Winter in the UK is cold, snowy, and icy. It is important to take certain precautions to ensure that your feet stay warm and dry. This is particularly important to those people in higher-risk groups, such as diabetics, those with poor circulation, who have medical conditions such as Raynaud’s disease, or who may be more susceptible to damage from falls.
Here are some tips that will keep your feet looking and feeling healthy this winter, and keep you going into spring and summer!

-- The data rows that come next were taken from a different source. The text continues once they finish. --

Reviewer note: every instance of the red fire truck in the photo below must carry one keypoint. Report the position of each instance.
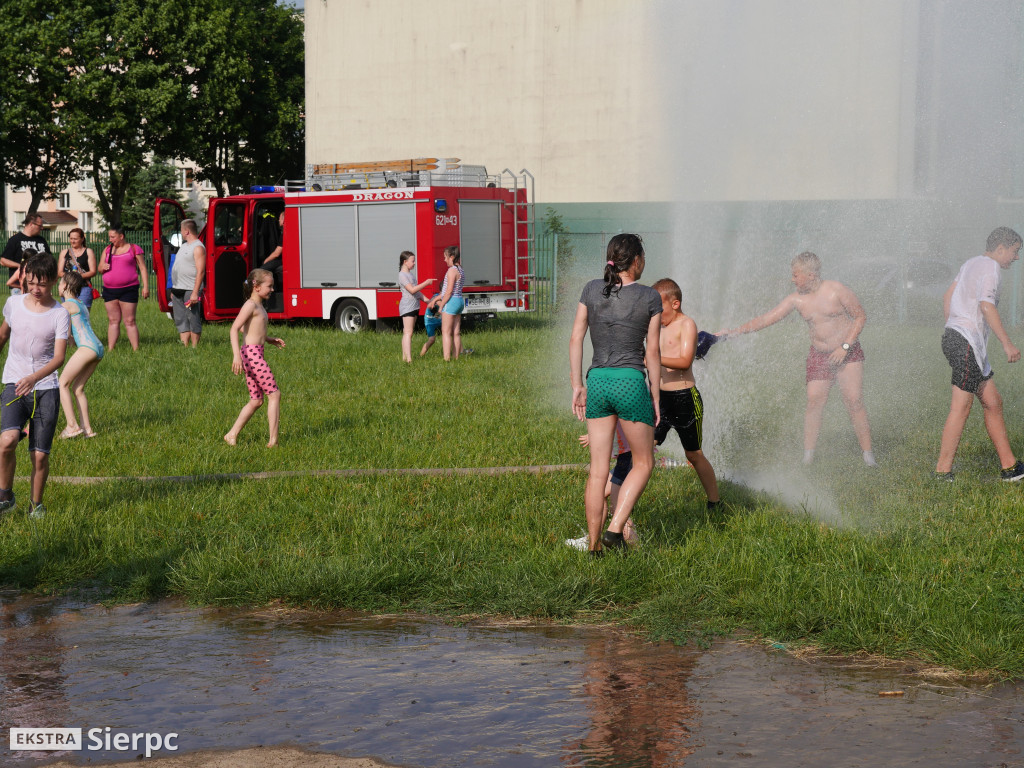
(343, 231)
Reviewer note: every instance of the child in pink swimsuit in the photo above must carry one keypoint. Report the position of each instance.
(252, 323)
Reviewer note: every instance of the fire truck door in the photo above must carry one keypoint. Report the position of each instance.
(167, 218)
(480, 242)
(226, 263)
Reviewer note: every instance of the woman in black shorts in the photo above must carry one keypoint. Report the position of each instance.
(622, 315)
(122, 267)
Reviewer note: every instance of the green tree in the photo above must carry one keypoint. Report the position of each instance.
(128, 81)
(158, 179)
(36, 148)
(247, 83)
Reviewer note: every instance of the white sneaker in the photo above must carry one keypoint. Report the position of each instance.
(581, 544)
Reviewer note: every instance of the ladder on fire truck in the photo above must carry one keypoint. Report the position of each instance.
(523, 214)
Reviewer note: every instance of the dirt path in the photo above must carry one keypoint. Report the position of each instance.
(434, 471)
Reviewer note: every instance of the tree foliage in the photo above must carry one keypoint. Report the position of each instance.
(103, 85)
(127, 84)
(157, 179)
(36, 148)
(249, 84)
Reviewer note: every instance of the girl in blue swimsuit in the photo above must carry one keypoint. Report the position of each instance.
(78, 370)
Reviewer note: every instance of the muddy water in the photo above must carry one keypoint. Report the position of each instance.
(416, 692)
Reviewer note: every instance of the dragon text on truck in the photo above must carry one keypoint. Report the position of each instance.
(343, 230)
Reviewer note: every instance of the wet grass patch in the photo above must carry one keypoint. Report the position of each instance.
(899, 565)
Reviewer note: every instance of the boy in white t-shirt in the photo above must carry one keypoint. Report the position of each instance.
(971, 311)
(37, 328)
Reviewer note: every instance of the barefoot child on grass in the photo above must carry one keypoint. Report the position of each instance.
(251, 323)
(37, 328)
(624, 463)
(83, 363)
(681, 406)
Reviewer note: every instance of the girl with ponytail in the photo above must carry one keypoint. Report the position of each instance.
(625, 323)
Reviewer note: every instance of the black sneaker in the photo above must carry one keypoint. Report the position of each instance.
(613, 541)
(1013, 474)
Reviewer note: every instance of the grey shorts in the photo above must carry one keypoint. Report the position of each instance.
(186, 320)
(967, 375)
(38, 408)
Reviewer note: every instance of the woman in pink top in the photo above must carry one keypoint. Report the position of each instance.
(122, 265)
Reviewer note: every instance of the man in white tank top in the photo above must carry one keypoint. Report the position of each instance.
(186, 282)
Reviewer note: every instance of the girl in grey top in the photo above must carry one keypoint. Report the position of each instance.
(625, 322)
(409, 306)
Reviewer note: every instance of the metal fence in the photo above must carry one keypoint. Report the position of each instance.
(563, 260)
(96, 241)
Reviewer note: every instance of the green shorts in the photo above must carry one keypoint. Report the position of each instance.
(619, 391)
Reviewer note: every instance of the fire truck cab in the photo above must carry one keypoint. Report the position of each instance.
(343, 231)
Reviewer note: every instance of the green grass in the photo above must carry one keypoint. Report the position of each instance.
(899, 566)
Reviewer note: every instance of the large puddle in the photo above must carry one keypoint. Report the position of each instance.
(412, 691)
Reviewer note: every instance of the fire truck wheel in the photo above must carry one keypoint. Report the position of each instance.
(350, 315)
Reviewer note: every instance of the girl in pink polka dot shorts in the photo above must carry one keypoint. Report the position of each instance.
(251, 324)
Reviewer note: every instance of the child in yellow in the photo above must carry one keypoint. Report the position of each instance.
(681, 406)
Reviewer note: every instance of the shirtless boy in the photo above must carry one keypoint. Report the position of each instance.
(835, 318)
(681, 406)
(248, 358)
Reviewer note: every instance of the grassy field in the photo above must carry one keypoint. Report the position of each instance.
(897, 565)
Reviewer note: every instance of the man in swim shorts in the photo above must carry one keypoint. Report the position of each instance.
(970, 306)
(835, 318)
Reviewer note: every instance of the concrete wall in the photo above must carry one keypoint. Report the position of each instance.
(624, 100)
(563, 88)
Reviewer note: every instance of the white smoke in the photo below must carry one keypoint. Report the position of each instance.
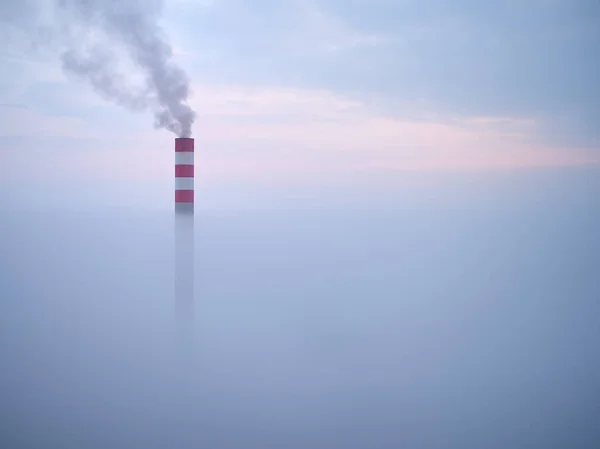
(101, 34)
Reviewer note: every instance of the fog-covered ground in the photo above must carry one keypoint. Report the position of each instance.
(461, 315)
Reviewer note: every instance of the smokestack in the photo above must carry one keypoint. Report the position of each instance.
(184, 235)
(184, 175)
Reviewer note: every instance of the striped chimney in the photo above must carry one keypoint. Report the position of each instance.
(184, 174)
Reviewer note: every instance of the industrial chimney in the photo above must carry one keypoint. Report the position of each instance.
(184, 234)
(184, 175)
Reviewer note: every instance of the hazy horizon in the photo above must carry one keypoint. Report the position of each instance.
(395, 236)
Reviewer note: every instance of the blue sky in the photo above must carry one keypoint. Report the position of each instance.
(305, 88)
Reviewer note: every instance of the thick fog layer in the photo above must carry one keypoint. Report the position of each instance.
(469, 325)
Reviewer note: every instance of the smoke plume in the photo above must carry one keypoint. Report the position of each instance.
(109, 42)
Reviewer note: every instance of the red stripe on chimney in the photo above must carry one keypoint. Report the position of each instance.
(184, 171)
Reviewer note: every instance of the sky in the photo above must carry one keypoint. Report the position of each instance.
(449, 283)
(305, 90)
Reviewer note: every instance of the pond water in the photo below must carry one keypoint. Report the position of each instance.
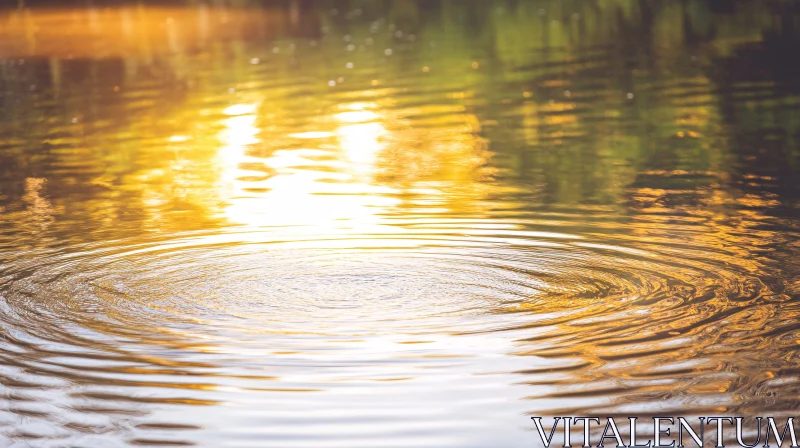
(394, 223)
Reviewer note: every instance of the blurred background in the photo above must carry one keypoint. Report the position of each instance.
(393, 222)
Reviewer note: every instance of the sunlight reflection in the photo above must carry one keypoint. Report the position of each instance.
(316, 190)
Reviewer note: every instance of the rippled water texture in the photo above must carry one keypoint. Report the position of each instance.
(394, 223)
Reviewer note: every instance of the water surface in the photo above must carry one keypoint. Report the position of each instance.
(393, 223)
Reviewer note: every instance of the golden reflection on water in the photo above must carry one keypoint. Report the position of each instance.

Tips About Healthy Feet in Winter
- Do take care when walking over snow and ice. Wear sensible shoes that provide good insulation *and* grip. It’s no use wearing great big wellies if you then end up slipping over.
- Be wary of chapped skin – dry skin is far more likely to crack or tear, allowing germs where they can cause infection.
- Be very wary of cracked heels – this condition, known as plantar fasciitis, is extremely painful and may take some time to heal properly.
- Look out for signs of blisters or other conditions on your feet, such as corns or calluses, which can be painful and make it difficult to walk.
- If you are wearing footwear that makes your feet overheat, the blood vessels will dilate in order to try and get rid of this excess heat. This means that blood flow is not only reduced, but also more likely to be cut off completely should you injure yourself! So choose sensible shoes for winter.
- One way to help you keep your feet warm in winter is to soak them in cold water before bed every night. This will shrink the veins that carry blood back towards the heart, meaning that less heat is lost.
- Wear woolen socks (not cotton – this keeps moisture next to the skin) and change them twice a day if possible! Socks should be washed free of any sweat or dampness every day.
- If you have diabetes, check your feet daily for sores and blisters, and report anything suspicious to a doctor immediately.
If you are unsure about something on your foot, visit a podiatrist. They can diagnose conditions such as corn and help with any treatment.